Provide a definition of how anomalies are computed (i.e., at L190, L212 and L215).
P12L243: more than 400 samples.
P12L244: do the authors mean that the trends of all variables are significant both at 1 and 50 m and only Salinity at 1 m is not significant? The sentence is not very clear. Then, avoid writing all trends estimates (and confidence interval and number of points) since they are already shown in Table 2. Provide the number of points in Table 2 along with the unit of the variable trends.
Table 2: Which is the meaning of “Total” in the first column? are you meaning the whole Mediterranean Sea?
P15L311: provide an appropriate symbol for AT and S that indicates that AT and S are monthly means. Then, more importantly, add a new plot to figure 4 reporting the regression between salinity and alkalinity based on the monthly means.
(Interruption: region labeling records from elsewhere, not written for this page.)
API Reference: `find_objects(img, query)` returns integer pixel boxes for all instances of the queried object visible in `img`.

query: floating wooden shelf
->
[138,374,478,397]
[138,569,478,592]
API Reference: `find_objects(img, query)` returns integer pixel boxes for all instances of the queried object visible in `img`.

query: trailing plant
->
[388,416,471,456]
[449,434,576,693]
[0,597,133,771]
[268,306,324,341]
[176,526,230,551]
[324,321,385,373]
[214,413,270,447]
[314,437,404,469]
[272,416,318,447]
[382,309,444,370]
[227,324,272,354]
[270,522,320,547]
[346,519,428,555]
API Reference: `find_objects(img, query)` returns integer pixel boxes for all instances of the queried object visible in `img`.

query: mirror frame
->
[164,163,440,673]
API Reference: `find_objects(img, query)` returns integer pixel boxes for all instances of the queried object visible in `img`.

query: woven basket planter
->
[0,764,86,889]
P15L328-329 and Fig. S1: it would be interesting to see some statistical tests on the relationship between diel pHT variability and T and Chl variability. Or just do not mention it. The Figure S1 does not show a clear message.
I acknowledge that the authors have chosen to not further investigate the high frequency pH time-series, however, I suggest adding at least the estimate of the diel variability of pH to be compared with the trend estimate (L268) and the annual range (L263). Providing the different scales of variability of pH (daily, seasonal, interannual) would be of great interest for many readers.
L338-341: the assumption that the increase in AT is due to increases in its carbon constituents deserve a better verification. Since HCO3- and CO32- are computed by SeaCarb, the no-carbonate AT can be easily derived and the regression of no-carbonate AT can be calculated in order to verify the assumption. Otherwise, some of the conclusions that follow (e.g. L350-353) cannot be validated by the results.
L366-370: which is the rationale of the relationship between the temperature increase and climate indexes? Provide any statistical correlation index.
P18L391 and L410-411: provide a short definition of “atmospheric forcing”. Do the authors refer to CO2 exchange, Evaporation minus Precipitation, and warming? This definition should be introduced in the abstract at P2L26.
Plots b, d and e of Figure 7 are never introduced nor commented in the text. Remove them if not needed.